Yes, I find my wife very attractive. Since our child was born (nearly 7 yo) we have co-slept - for a while it was all three of us in a bed and for the past ~4 years my wife sleeps with our child and I sleep separately. 

I have never cheated on my wife nor would i ever cheat on my wife.


----------



## Istryingenough?

aaarghdub said:


> I would like to mention attachment styles as they play a HUGE role in intimacy. You’re either secure, anxious or avoidant. Avoidants have/need the least amount of intimacy until they are about to lose it and flip to anxious. Or they may feel smothered and leave. The irony is they hate to be alone but don’t wanna be close either.
> 
> People will move around the spectrum based on family of origin, past relationships and whatever is going on in the marriage.
> 
> Consistency is important especially for avoidants. Avoidants come on hard early on to “seal the deal” and then cool quickly. But if you’re all over the place intimacy-wise, they shut that part off and focus just on coexisting. If they have something else to focus on like career or work, this justifies the low intimacy and serves as a buffer.
> 
> Anxious people tend to hyper focus on their partner. The avoidant prefers to keep you at a distance so when you pursue they back off (like two opposite magnets). The anxious gets frustrated and pursues more and eventually gives up. This cycle is why most avoidant/anxious couples split. Think like a satellite in orbit. Too little speed it crashes, too much it flies off into space. Avoidants need the proper speed all the time.
> 
> As I’m married to avoidant with intimacy issues I can relate. She was all about intimacy early on, improving our relationship, etc and then job and kids came and suddenly the only intimacy she’s interested in is sex. Any sign she has to be vulnerable or own something. she’s on the defensive. If I turn down the thermostat on the relationship, she goes on the attack.
> 
> I would quit going over the top because you can’t sustain it and will burn out. You can’t make someone else crave/improve intimacy.
> 
> Intimacy is something both partners should want. When one doesn’t they are protecting themselves from shame, past hurts, etc.
> 
> 
> Sent from my iPhone using Tapatalk


Wow. Thank you for this post, this is so very interesting. I have not yet seen or read about the secure, anxious or avoidant attachment styles but I lot of that in play in our relationship. I plan to look into this much more! 

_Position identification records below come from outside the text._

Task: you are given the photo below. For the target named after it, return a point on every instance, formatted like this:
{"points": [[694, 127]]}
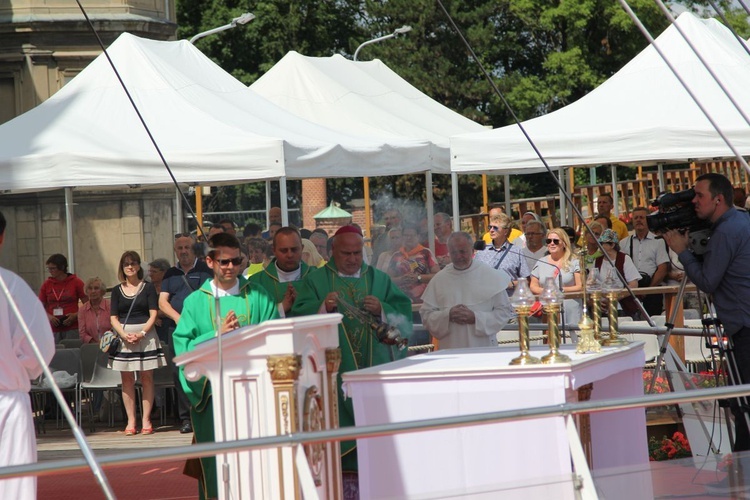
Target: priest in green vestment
{"points": [[241, 303], [283, 276], [346, 277]]}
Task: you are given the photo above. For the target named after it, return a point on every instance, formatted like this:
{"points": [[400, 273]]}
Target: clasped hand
{"points": [[462, 315]]}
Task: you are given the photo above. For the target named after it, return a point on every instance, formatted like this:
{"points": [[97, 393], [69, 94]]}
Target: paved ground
{"points": [[162, 480]]}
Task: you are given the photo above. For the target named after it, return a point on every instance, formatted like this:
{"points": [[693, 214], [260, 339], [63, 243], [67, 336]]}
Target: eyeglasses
{"points": [[236, 261]]}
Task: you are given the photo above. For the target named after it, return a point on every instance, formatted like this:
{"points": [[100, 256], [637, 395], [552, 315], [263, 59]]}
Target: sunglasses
{"points": [[236, 261]]}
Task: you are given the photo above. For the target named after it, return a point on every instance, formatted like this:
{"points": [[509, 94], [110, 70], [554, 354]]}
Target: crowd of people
{"points": [[463, 291]]}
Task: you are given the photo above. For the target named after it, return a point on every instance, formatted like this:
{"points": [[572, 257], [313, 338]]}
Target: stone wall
{"points": [[105, 224]]}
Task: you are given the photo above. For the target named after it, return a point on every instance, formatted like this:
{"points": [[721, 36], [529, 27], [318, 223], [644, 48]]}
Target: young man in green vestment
{"points": [[241, 303], [346, 277], [283, 276]]}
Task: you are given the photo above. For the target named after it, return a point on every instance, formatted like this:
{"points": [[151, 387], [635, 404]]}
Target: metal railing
{"points": [[363, 432]]}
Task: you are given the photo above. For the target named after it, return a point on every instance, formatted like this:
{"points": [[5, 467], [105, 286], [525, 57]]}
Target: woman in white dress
{"points": [[134, 308]]}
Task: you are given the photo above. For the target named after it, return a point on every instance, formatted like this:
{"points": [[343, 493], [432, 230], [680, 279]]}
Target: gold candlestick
{"points": [[595, 312], [553, 336], [586, 342], [522, 301], [523, 338]]}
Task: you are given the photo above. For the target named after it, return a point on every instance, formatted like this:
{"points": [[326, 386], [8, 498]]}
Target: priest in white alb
{"points": [[466, 303]]}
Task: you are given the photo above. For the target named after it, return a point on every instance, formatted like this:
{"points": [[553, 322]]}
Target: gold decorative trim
{"points": [[284, 368], [333, 359]]}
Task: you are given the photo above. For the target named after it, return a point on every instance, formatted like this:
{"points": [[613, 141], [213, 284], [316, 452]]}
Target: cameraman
{"points": [[724, 272]]}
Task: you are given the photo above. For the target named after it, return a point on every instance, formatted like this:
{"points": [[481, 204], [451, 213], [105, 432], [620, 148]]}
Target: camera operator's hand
{"points": [[676, 240]]}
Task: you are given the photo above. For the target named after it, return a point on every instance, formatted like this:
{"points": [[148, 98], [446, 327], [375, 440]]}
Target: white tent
{"points": [[365, 98], [641, 115], [210, 128]]}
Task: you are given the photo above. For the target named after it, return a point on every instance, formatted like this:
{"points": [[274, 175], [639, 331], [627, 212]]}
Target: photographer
{"points": [[724, 272]]}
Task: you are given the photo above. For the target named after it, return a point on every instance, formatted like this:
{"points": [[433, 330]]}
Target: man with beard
{"points": [[346, 277], [284, 274]]}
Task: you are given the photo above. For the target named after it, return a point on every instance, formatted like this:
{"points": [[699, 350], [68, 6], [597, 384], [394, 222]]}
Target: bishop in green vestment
{"points": [[283, 277], [240, 304], [368, 289]]}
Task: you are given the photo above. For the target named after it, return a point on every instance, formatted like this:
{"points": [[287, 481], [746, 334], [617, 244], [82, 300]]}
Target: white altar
{"points": [[519, 459], [279, 378]]}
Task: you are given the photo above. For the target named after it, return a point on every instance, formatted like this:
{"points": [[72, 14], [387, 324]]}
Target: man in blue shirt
{"points": [[180, 281], [724, 271]]}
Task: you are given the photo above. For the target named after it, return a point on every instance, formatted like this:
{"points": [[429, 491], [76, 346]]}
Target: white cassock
{"points": [[482, 289], [17, 367]]}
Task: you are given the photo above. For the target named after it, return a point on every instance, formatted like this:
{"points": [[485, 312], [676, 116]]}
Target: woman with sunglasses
{"points": [[134, 308], [563, 267]]}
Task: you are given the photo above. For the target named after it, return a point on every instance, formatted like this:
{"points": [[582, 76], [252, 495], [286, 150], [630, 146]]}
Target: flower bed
{"points": [[668, 449]]}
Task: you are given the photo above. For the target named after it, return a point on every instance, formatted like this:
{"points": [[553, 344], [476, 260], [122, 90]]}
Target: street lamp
{"points": [[398, 31], [243, 19]]}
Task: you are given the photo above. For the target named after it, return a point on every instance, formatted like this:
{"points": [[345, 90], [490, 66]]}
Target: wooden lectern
{"points": [[279, 378]]}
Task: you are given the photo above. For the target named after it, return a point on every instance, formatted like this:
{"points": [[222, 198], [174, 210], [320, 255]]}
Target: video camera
{"points": [[676, 211]]}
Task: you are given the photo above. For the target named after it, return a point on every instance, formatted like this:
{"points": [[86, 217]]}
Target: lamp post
{"points": [[396, 32], [366, 180], [241, 20]]}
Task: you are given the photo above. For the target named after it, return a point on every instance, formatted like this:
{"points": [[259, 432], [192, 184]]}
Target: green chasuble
{"points": [[197, 323], [359, 347], [269, 279]]}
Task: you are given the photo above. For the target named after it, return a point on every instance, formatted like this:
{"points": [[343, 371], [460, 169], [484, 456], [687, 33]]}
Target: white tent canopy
{"points": [[209, 126], [641, 115], [365, 98]]}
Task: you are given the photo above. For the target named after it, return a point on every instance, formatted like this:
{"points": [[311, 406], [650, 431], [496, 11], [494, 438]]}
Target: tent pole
{"points": [[506, 186], [485, 196], [454, 200], [178, 211], [69, 228], [368, 215], [199, 208], [572, 191], [615, 197], [430, 211], [268, 204], [660, 173], [563, 204], [283, 201]]}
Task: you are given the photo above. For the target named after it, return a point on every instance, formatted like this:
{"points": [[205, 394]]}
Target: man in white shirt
{"points": [[535, 248], [18, 366], [465, 304], [650, 258]]}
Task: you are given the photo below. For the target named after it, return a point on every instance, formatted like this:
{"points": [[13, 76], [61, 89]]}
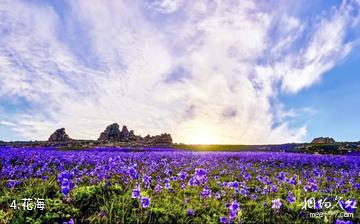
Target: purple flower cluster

Given these overviews, I am very much an avoidant (although i would have thought I was an anxious) and my wife is most definitely a secure. At least she was very secure in all of past relationships but all the hurt that I have caused her from unintentional rejections and not knowing the impact that would have on my wife may definitely have moved her into the anxious category now. The statement that "Consistency is important especially for avoidants" couldn't ring more true as i mentioned in my post. I know i certainly had a tendency to focus on other things, pretended like things weren't happening or things "were fine" or "will be fine" and that avoidance of the issues has clearly made things worse. I am working on being hyper focused on wife and working on the things she needs form our (or any) relationship to ensure it's happy and healthy. 

Given your history, how did you work on aligning you and your wife intimacy goals, how did you support what she needed, and how did she support what you needed?


----------



## Young at Heart

Istryingenough? said:


> ........I most certainly need focus on not performing these "covert contracts" as my wife has often mentioned that my actions don't feel genuine.
> 
> ......i like giving massages, touching my wife, rubbing her back and neck, kissing her on the neck while performing the massage, I very much enjoy that. I also know that she usually enjoys massages, again when they feel genuine and not as a task/chore.
> 
> ....I've also worked, but need to continue to work on, being in the moment and well as the affirmations you speak of.
> 
> ....How did you work through not expecting anything in return as you worked through the process?
> 
> ....... I often then get in my head and can get argumentative and/or defensive which then, of course, makes things worse. I believes I have made strides here also, but still have a tendency to get defensive at times.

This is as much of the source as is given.